“1/2”を俺らがやるの!?
――アルバムへの参加のオファーは?
植野「比較的すぐ言ったような……。そのことを話した時、僕は一緒にいたので、〈どんな人?〉って訊かれて、YouTubeを見せたんですよ、“1/2”を。そしたら〈コレを俺らがやるの!?〉って(笑)」
川本「アハハ!」
植野「今回はこういう曲じゃないよ、と説明しました」
――アルバム収録曲の10曲のデモは、植野さんも一緒に聴いたんですか?
植野「聴いてなかったです……。色んなバージョンの寄せ集めっぽかったですよね?」
――具体的な作業は植野さんがドイツに行ってからなんですね。デモが全曲届いた時、バンドメンバーの反応はどうでしたか?
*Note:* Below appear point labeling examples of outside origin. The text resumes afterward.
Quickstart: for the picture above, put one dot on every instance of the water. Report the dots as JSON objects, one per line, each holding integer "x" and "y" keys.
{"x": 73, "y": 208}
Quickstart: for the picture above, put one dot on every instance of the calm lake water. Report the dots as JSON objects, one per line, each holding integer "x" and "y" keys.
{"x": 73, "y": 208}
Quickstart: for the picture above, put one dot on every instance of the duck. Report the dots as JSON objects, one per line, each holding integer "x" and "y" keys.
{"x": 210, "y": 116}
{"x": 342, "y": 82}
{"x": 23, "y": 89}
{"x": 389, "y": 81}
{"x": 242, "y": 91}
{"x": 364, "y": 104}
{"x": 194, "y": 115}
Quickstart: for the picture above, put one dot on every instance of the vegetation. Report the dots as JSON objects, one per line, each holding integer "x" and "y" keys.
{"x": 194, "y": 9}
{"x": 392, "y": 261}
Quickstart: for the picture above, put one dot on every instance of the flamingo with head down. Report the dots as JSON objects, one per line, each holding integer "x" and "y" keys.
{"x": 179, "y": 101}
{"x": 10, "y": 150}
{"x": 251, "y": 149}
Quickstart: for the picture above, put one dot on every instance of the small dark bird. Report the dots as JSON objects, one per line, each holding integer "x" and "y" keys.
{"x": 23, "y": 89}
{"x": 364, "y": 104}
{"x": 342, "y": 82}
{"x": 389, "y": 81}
植野「それぞれのアレンジには思うところがあったようだけど、全体的に川本さんの曲については絶賛してましたね、〈曲いいねー!〉って。安心もしてました、“1/2”みたいじゃなくて」
川本「うわぁ、嬉しい!」
植野「歌に入る前に既に、〈このインストの状態でも既に良い曲ばっかりだ〉って、自画自賛的なことを言っていました。彼らはデモを前もって聴いていて、リハもやっていたようです」
川本「インストだけでもほんとに素敵です」
なるべく川本さんっぽく歌いました
――ミュンヘンでのレコーディングはどんな感じだったのですか?
植野「録音が始まった時に、そのリハ音源を聴いたら全体的に妙にディキシージャズっぽくて、あれ?って。(曲を)絶賛していたのに何でディキシーになってたのかは謎だけど」
川本「そこからよく私の曲に上手く融合できましたね」
植野「そうですね、かなーり説明した記憶が……。そこで、俺が川本さんの代わりに歌ったりして」
川本「植野さんが歌えたってことが、かなり重要だったのかも」
――植野さんが仮歌を歌って録音が進んだんですね。
川本「植野さんの歌い方次第だったんですね!」
植野「そうです。譜面はあっても、やっぱり歌が分かるのが一番重要でしたね。だから、なるべく川本さんっぽく歌いましたよ。でも、2曲ぐらい俺も知らない曲があって、それは歌えなかったけど。そしたら、それがレゲエになった」
川本「レゲエになって返ってきた時はびっくりしました」
植野「デモのアレンジが、〈ど〉が付くくらいのジャズだったんですけど、彼らがめちゃくちゃそれを嫌がって。“転校生になれたら”ですね。血塗られた歴史があるんじゃないかっていうぐらい嫌がって(笑)」
川本「たしか送られてきた演奏のデータを聴いて、金野さん(インタビュアー/本作のA&R)が〈このアレンジはいい!〉って言ったんですよね」
――川本さん、演奏データが届いた時に、全部OKなんだけど、どうしてもこの1曲だけ分からないって言うから。レゲエとは思わなかったんです。ゲルマン民族の考える妄想レゲエかなと。8曲目、このポジションにジャストだなって思いました。